The primary analysis of microarray datasets identified hsa-let-7a, hsa-let-7g, hsa-mir-181b, hsa-mir-26b, hsa-mir-30c, hsa-mir-186, hsa-mir-10a, hsa-mir-30b, and hsa-let-7f as DEMs in ATLL patients compared to normal individuals. The target genes for each mentioned DEM were identified using miRDB. The analysis of networks using centrality parameters was utilized to select nodes with higher degree and betweenness as hub genes.
Network analysis and PPIN characteristics
The PPINs were constructed for each DEM separately using STRING to highlight the relationship between the target genes (Fig. 2). The networks were comprised of (a) 37 nodes and 176 edges for gene targets of hsa-let-7a, (b) 43 nodes and 167 edges for gene targets of hsa-let-7g, (c) 35 nodes and 125 edges for gene targets of hsa-mir-181b, (d) 30 nodes and 149 edges for gene targets of hsa-mir-26b, (e) 27 nodes and 98 edges for gene targets of hsa-mir-30c, (f) 36 nodes and 191 edges for gene targets of hsa-mir-186, (g) 44 nodes and 82 genes for gene targets of hsa-mir-10a, (h) 39 nodes and 217 edges for gene targets of hsa-mir-30b, and (i) 40 nodes and 257 edges for gene targets of hsa-let-7f.
Protein-protein interaction networks of the enriched hub genes of differentially expressed miRNAs. PPINs of the identified target genes of a hsa-let-7a, b hsa-let-7g, c hsa-mir-181b, d hsa-mir-26b, e hsa-mir-30c, f hsa-mir-186, g hsa-mir-10a, h hsa-mir-30b, and i hsa-let-7f is illustrated. Genes with higher degree and betweenness are demonstrated in the center in red
GO/Pathway enrichment analysis of identified genes
The Hub genes of all defined DEMs were enriched to reveal biological pathways associated with the PPINs. The analysis highlighted the following pathways for each DEM: hsa-let-7a: Endometrial cancer, Colorectal cancer, Renin secretion, Cocaine addiction, TNF signaling pathway, Human T-cell leukemia virus 1 infection, Thyroid hormone signaling pathway, Human cytomegalovirus infection, Renal cell carcinoma, Cortisol synthesis and secretion.

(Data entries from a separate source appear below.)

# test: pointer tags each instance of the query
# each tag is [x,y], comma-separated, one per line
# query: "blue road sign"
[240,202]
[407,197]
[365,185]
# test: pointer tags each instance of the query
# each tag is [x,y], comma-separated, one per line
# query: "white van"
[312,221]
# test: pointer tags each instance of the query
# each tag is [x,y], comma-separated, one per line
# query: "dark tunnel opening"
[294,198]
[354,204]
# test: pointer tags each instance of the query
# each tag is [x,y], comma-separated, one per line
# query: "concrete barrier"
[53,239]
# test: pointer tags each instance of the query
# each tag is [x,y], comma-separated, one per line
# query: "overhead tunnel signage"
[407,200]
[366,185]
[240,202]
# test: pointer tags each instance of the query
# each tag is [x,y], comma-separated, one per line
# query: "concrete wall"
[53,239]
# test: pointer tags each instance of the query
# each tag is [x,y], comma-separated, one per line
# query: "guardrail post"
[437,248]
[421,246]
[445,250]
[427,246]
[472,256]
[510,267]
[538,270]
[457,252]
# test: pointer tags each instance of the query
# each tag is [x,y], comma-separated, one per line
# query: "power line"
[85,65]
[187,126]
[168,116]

hsa-let-7g: Endometrial cancer, Colorectal cancer, Human T-cell leukemia virus 1 infection, Circadian rhythm, Thyroid hormone signaling pathway, Toxoplasmosis, TNF signaling pathway, Hedgehog signaling pathway, Human cytomegalovirus infection, Chronic myeloid leukemia;
hsa-mir-181b: Endocrine and other factor-regulated calcium reabsorption, Endometrial cancer, TNF signaling pathway, Renal cell carcinoma, Acute myeloid leukemia, Thyroid hormone signaling pathway, Human T-cell leukemia virus 1 infection, Toll-like receptor signaling pathway, Small cell lung cancer, Graft-versus-host disease.

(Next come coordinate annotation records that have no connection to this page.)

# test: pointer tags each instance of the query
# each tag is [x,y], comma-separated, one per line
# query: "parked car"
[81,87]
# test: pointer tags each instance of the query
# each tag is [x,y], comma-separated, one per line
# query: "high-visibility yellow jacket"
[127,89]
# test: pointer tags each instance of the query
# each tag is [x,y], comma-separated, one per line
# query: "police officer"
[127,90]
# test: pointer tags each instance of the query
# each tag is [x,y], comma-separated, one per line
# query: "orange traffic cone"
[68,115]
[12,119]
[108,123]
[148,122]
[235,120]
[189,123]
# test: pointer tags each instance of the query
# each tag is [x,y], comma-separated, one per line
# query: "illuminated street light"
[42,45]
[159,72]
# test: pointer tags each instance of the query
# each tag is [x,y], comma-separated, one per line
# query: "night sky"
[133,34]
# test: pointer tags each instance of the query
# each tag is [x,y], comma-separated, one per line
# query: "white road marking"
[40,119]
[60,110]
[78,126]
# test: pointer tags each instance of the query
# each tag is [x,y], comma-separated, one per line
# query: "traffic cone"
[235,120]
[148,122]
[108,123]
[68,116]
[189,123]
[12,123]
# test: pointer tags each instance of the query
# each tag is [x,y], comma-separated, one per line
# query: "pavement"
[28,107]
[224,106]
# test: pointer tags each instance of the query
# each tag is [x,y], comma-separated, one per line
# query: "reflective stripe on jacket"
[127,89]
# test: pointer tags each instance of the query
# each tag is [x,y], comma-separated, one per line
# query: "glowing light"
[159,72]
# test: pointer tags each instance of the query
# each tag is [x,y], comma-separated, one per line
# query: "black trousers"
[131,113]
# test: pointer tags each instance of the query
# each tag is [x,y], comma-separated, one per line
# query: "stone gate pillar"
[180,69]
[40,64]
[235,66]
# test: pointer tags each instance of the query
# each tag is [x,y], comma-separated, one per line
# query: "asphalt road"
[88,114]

hsa-mir-26b: Endometrial cancer, Small cell lung cancer, Renal cell carcinoma, Melanoma, Amyotrophic lateral sclerosis (ALS), Chronic myeloid leukemia, Human T-cell leukemia virus 1 infection, Renin secretion, Cocaine addiction, Colorectal cancer.
hsa-mir-30c: Renin secretion, Endocrine and other factor-regulated calcium reabsorption, TNF signaling pathway, Osteoclast differentiation, Endometrial cancer, Th17 cell differentiation, Human T-cell leukemia virus 1 infection, Cocaine addiction, Aldosterone-regulated sodium reabsorption, Renal cell carcinoma.
hsa-mir-186: Endocrine and other factor-regulated calcium reabsorption, Endometrial cancer, Renal cell carcinoma, Acute myeloid leukemia, Thyroid hormone signaling pathway, Salmonellosis, Chronic myeloid leukemia, Pancreatic cancer, Colorectal cancer, Th17 cell differentiation.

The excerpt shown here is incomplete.